Mehsud gewährt dem afghanischen Taliban Warlord Jalaluddin Haqqani und Tausenden Guerillas einen sicheren Rückzugsraum. Islamistische Extremisten aus der ganzen Welt - Schätzungen reichen von 500 bis 8.000 - sollen sich ebenfalls in Süd- und Nord Wasiristan befinden und Seite an Seite mit den bewaffneten Kräften Haqqanis und Mehsuds kämpfen. Die FATA Gebiete sind der wahrscheinlichste Aufenthaltsort Osama bin Ladens und der al-Qaida Kämpfer, die die US Invasion Afghanistans im Oktober 2001 überlebten.
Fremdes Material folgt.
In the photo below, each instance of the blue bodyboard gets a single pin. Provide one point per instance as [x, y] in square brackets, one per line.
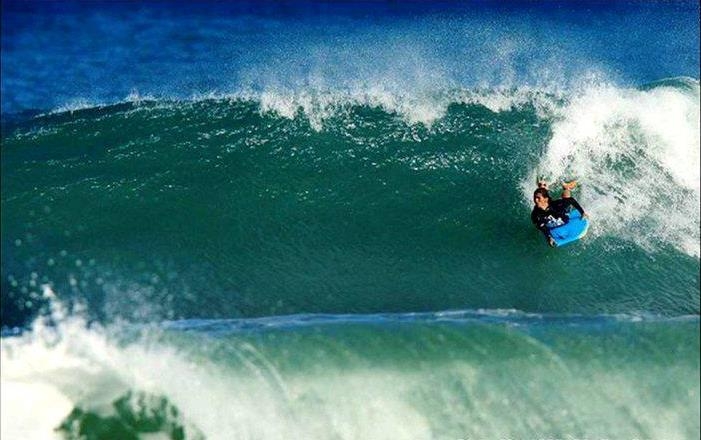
[571, 231]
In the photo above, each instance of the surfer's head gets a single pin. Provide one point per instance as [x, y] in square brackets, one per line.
[541, 198]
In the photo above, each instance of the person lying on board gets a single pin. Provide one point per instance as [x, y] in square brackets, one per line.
[548, 213]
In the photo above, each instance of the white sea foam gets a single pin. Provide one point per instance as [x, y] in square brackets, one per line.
[636, 155]
[234, 387]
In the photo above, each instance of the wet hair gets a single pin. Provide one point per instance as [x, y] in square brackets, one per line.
[543, 192]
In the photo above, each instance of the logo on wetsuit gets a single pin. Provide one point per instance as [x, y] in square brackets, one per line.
[554, 222]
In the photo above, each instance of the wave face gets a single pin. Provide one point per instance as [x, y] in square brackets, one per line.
[437, 375]
[240, 220]
[220, 208]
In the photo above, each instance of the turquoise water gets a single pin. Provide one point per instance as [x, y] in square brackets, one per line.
[307, 221]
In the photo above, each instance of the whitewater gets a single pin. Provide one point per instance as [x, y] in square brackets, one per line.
[311, 220]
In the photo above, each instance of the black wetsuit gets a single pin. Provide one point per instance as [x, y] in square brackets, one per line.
[555, 215]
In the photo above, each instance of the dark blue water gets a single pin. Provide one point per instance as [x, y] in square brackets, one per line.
[67, 54]
[310, 220]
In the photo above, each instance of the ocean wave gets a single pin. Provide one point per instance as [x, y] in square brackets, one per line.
[407, 375]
Seit 2004 starben hunderte pakistanische Soldaten bei mehreren gescheiterten Offensiven, um das Gebiet unter Regierungskontrolle zu bringen.
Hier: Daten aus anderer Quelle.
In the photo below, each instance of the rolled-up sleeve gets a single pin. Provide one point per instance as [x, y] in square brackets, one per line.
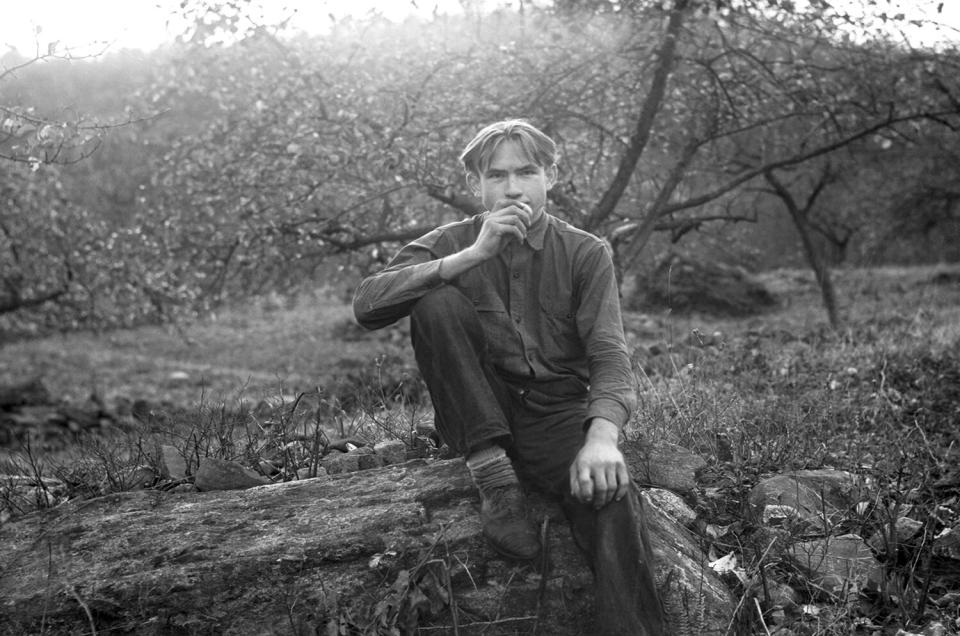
[387, 296]
[613, 394]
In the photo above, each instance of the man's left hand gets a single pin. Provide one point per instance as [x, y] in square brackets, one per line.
[599, 473]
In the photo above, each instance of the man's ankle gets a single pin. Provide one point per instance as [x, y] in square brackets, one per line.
[490, 468]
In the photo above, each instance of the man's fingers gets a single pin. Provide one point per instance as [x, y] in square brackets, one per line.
[601, 490]
[583, 486]
[623, 482]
Das FATA Verwaltungsgebiet Khyber, in welchem die wichtigsten Straßen liegen, die Pakistan mit Afghanistan verbinden, wird vom radikalislamischen Mangal Bagh kontrolliert, der eine Gruppe anführt, die als Lashkar-e-Islam oder auch Armee des Islam bezeichnet wird. Anfang des Jahres behauptete Bagh, er könne 180.000 Kämpfer mobilisieren. Obwohl die wirkliche Zahl weitaus geringer sein dürfte, haben Baghs Kämpfer in den letzten Monaten die Kontrolle über ganze Gebiete der angrenzenden NWFP erringen können. In den Monaten Juni und Juli haben pakistanische Truppen erbitterte Kämpfe austragen müssen, um die Streitkräfte Baghs aus Positionen zu vertreiben, die sie nahe der Provinzhauptstadt Peschawar eingenommen hatten.

Die FATA Verwaltungseinheit Mohmand wird von dem Stammesführer Maulvi Omar Khalid beherrscht, der Berichten zufolge eigene Gerichte und Gefängnisse unterhält. Seine Streitkräfte liefern sich gelegentlich bewaffnete Zusammenstöße mit den Anhängern Mehsuds, obwohl man annimmt, dass sie ebenso die afghanischen Aufständischen unterstützen.

Die FATA Agentur Bajour ist das Zentrum des pakistanischen Islamisten Maulvi Omar, der angeblich den Guerillas des afghanischen Kriegsherren Gulbuddin Hekmatyr ein Rückzugsgebiet bietet. Omar drohte letzten Monat, Krieg gegen die pakistanische Regierung zu führen, wenn diese nicht ihre militärischen Operationen gegen Fazlulluahs TNSM im Swat Tall abbrächen. Von Bajour aus operierende Guerillas sollen im Juli einen Angriff auf eine US Basis im afghanischen Dorf Wanat ausgeführt haben, wobei neun US Soldaten starben und 25 verwundet wurden.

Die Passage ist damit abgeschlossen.